For better or for worse, it’s not long before the preparation for this joyous occasion begins to magnify the differences in the two allies. Are they still friends? Why are they still friends? Do they even have anything in common? As the grand day approaches and yet another milestone is reached, the true colors of their friendship are revealed. True to life, there are so many layers to their friendship: the nitpicking, the misunderstandings, not to mention the non-verbal communication that can only be done between good friends.
As the years pass and we grow and change as Sarah and Lauren do, we might find ourselves with lifelong friends that we always stand by but don’t always know why. For that matter, we aren’t sure why we can’t just walk away or let go. For all the many good times we have with friends from childhood, occasionally they seem to fall apart when we get older. Will this be the case for Lauren and Sarah? Rumaan Alam successfully captures the female spirit in his prose; he is masterful in portraying not only the inner workings of friendship but the way our minds work as well.
“It’s about what, then? It’s about me being me, and not being you. This is what it’s about, Sarah. I am me, and you are you, and there was no difference there for, I don’t know, a decade? But now there is. And you get mad at me, for being me. And I get mad at you, for being you. Except you never actually get mad, you just get morally superior. And smug. And I don’t know what else. And I get mad. And then we don’t talk and it’s a whole fucking thing.”
— excerpt from Rumaan Alam’s Rich and Pretty
For example, although Sarah is still upset with Lauren for a recent indiscretion resulting argument, Lauren is still the first person she calls when she gets some shocking news. When deciding to call her friend, she recalls a pact they made as college girls. If one of them ever falls on the ice, the other one should fall too in order to make it less embarrassing. The promise was made jokingly, but it rings true when Sarah needs her friend. “Lolo, I fell on the ice.” She says over the phone.

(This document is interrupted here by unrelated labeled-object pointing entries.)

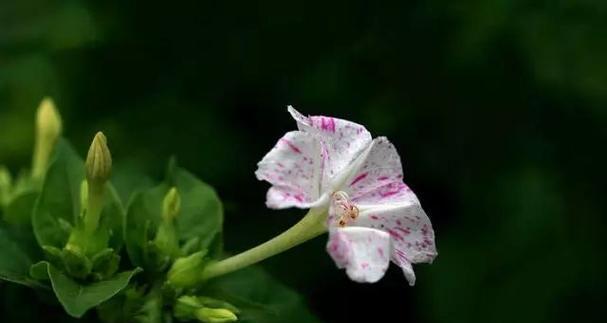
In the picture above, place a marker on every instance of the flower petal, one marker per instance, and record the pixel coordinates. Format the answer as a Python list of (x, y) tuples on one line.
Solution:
[(293, 167), (377, 176), (409, 228), (341, 140), (363, 252)]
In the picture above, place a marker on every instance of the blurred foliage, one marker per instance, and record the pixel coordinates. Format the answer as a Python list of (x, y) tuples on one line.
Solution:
[(497, 107)]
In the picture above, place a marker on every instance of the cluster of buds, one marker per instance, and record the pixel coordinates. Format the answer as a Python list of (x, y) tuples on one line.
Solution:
[(205, 309)]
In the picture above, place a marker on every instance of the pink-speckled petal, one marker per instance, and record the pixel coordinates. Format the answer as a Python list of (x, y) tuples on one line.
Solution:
[(407, 269), (377, 176), (293, 168), (342, 142), (409, 228), (363, 252)]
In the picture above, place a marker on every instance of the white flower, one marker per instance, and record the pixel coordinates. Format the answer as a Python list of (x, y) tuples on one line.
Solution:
[(373, 216)]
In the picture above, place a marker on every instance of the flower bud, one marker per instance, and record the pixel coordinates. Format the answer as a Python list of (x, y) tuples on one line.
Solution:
[(192, 307), (171, 205), (186, 271), (6, 183), (48, 120), (98, 160), (215, 315), (84, 195), (48, 130), (185, 307)]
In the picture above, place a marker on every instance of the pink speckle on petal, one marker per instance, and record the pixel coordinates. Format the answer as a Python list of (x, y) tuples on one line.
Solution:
[(380, 251), (359, 178), (395, 234), (291, 145)]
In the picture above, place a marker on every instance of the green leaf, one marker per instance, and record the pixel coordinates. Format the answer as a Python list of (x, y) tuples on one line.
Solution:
[(260, 297), (19, 210), (14, 260), (60, 197), (200, 219), (78, 298), (201, 209)]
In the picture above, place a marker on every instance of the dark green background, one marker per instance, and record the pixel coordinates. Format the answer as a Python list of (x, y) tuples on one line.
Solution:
[(498, 108)]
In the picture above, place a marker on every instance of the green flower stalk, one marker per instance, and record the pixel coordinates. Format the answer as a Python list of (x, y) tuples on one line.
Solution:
[(6, 183), (98, 170), (166, 237), (186, 272), (48, 131), (311, 226)]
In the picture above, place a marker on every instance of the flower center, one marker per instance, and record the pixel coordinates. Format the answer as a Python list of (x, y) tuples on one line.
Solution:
[(344, 209)]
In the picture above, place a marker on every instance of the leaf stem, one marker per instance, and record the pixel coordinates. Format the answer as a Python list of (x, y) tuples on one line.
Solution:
[(311, 226)]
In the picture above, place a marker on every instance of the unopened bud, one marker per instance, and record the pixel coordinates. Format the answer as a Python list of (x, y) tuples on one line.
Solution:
[(6, 183), (84, 195), (48, 130), (191, 307), (171, 204), (98, 160), (48, 120)]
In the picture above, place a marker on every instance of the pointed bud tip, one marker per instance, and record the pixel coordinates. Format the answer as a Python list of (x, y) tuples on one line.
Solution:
[(171, 204), (99, 159), (48, 120), (215, 315)]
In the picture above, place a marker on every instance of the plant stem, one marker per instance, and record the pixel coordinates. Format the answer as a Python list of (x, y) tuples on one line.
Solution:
[(94, 207), (311, 226)]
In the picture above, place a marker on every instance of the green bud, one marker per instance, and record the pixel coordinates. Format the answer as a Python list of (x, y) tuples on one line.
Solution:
[(186, 271), (216, 303), (98, 160), (98, 171), (84, 196), (215, 315), (185, 307), (48, 130), (6, 184), (166, 241), (171, 205), (192, 307)]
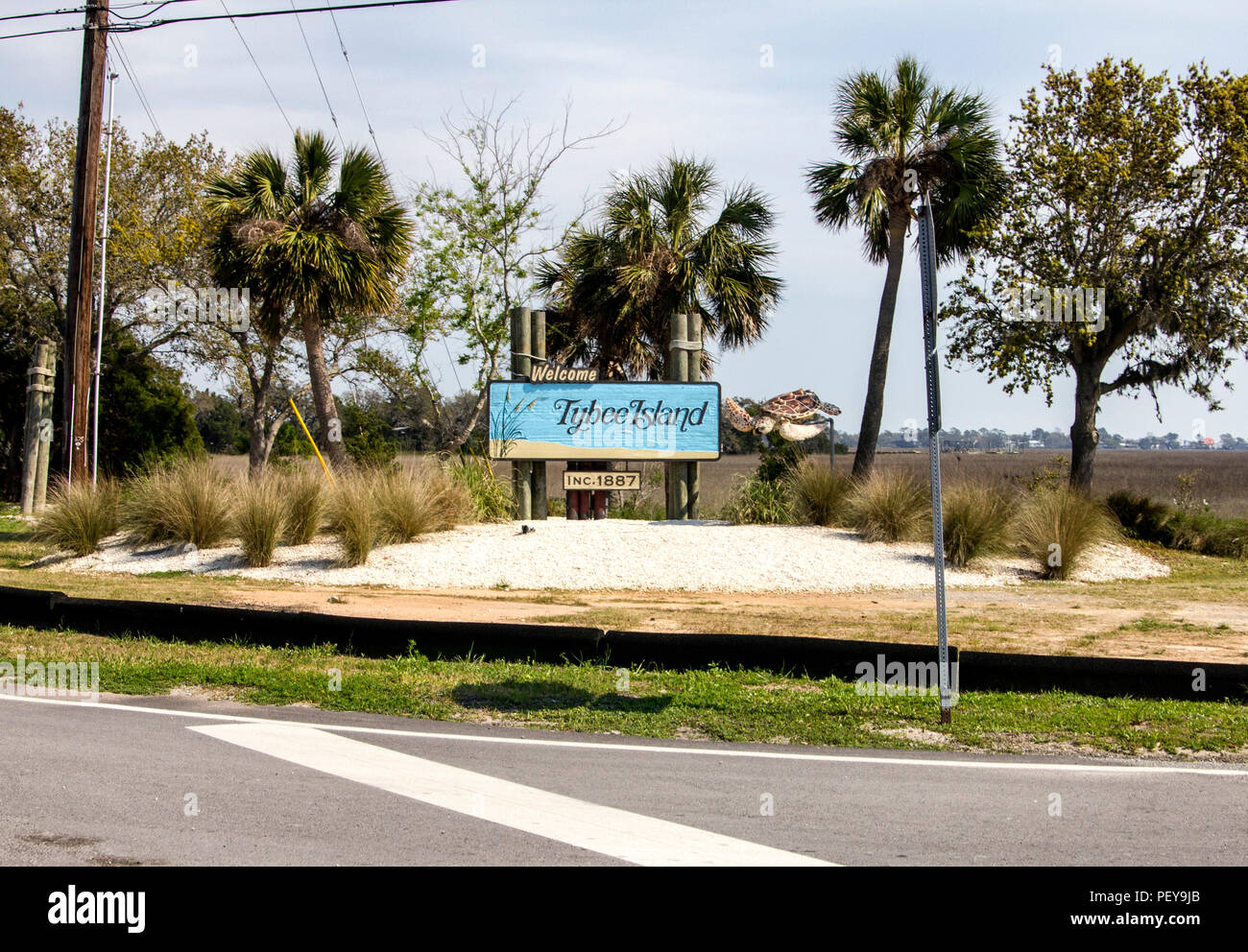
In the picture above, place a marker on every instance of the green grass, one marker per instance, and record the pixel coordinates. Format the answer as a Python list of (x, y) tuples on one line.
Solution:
[(1057, 526), (716, 703)]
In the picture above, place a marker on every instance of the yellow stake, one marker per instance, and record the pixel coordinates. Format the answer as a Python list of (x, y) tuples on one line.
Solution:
[(312, 441)]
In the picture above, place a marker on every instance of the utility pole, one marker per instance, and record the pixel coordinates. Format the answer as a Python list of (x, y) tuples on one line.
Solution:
[(931, 362), (104, 267), (78, 306)]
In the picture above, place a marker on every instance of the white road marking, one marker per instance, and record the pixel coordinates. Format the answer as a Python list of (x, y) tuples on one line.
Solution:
[(916, 761), (602, 828)]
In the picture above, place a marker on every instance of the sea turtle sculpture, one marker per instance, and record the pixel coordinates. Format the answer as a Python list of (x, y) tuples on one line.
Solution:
[(784, 415)]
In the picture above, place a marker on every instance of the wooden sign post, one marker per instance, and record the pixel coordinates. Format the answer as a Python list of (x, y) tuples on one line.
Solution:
[(684, 365), (38, 428), (528, 350)]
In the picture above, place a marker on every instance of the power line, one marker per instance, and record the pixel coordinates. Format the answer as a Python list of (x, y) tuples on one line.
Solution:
[(263, 79), (321, 82), (78, 11), (352, 71), (132, 28), (132, 75), (62, 12), (149, 12)]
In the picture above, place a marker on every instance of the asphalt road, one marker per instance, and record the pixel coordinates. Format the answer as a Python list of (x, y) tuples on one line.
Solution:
[(190, 782)]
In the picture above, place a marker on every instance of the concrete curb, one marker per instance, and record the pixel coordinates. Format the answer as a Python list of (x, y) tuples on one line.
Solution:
[(814, 656)]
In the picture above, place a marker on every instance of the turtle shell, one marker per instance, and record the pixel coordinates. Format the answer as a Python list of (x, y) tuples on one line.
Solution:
[(794, 406)]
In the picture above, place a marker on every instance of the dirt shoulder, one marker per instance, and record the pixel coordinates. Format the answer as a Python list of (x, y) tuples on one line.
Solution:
[(1116, 624)]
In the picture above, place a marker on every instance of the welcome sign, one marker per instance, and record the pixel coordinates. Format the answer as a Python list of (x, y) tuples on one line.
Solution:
[(610, 419)]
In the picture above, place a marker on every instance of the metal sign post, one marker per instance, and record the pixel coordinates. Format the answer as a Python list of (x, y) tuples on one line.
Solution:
[(927, 267)]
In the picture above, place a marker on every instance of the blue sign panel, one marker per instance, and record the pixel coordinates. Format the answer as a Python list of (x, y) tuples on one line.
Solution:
[(608, 419)]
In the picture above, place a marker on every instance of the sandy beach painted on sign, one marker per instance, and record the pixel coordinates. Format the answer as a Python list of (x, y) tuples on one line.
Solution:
[(520, 449)]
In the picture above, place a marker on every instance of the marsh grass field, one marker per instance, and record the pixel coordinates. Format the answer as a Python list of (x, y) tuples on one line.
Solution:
[(1221, 475)]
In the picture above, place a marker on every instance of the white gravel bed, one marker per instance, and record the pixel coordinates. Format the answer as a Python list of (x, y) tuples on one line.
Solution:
[(620, 554)]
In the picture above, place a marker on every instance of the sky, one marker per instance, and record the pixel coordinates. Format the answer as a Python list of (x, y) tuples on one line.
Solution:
[(743, 83)]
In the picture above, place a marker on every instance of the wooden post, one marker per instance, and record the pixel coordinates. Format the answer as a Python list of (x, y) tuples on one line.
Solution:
[(538, 493), (691, 479), (82, 257), (677, 474), (522, 472), (38, 428)]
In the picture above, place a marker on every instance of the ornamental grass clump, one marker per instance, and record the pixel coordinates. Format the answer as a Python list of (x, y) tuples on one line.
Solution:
[(1057, 527), (258, 519), (353, 515), (416, 502), (80, 515), (820, 495), (490, 495), (889, 507), (977, 522), (187, 503), (759, 502), (304, 499)]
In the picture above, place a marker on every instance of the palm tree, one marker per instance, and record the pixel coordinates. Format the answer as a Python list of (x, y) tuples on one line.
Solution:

I love the accurate realness of the book and would give it 5 stars if it weren’t for some slightly jarring discrepancies in the work. Although excellently done, the few awkward moments in the writing stood out starkly from the rest of the flow. In these instances, it becomes somewhat evident that either the author is male or that perhaps it has the styling similar to that of an erotica novel. So depending on what you enjoy reading, these moments in Rich and Pretty may or may not stand out to you lol. Additionally, a certain plot device involving a sordid detail of Sarah’s family history is alluded too early on and revisited more than once, but never explained or resolved. Since it wasn’t the main focus, it wasn’t too disappointing. (If you know what I am talking about, let’s discuss this in more detail below, yes?) However, it ultimately just seemed like a waste of time.
Regardless, though, if you want an entertaining read that endearingly reflects friendships, those of others and perhaps scarily your own, I would highly recommend reading Rich and Pretty.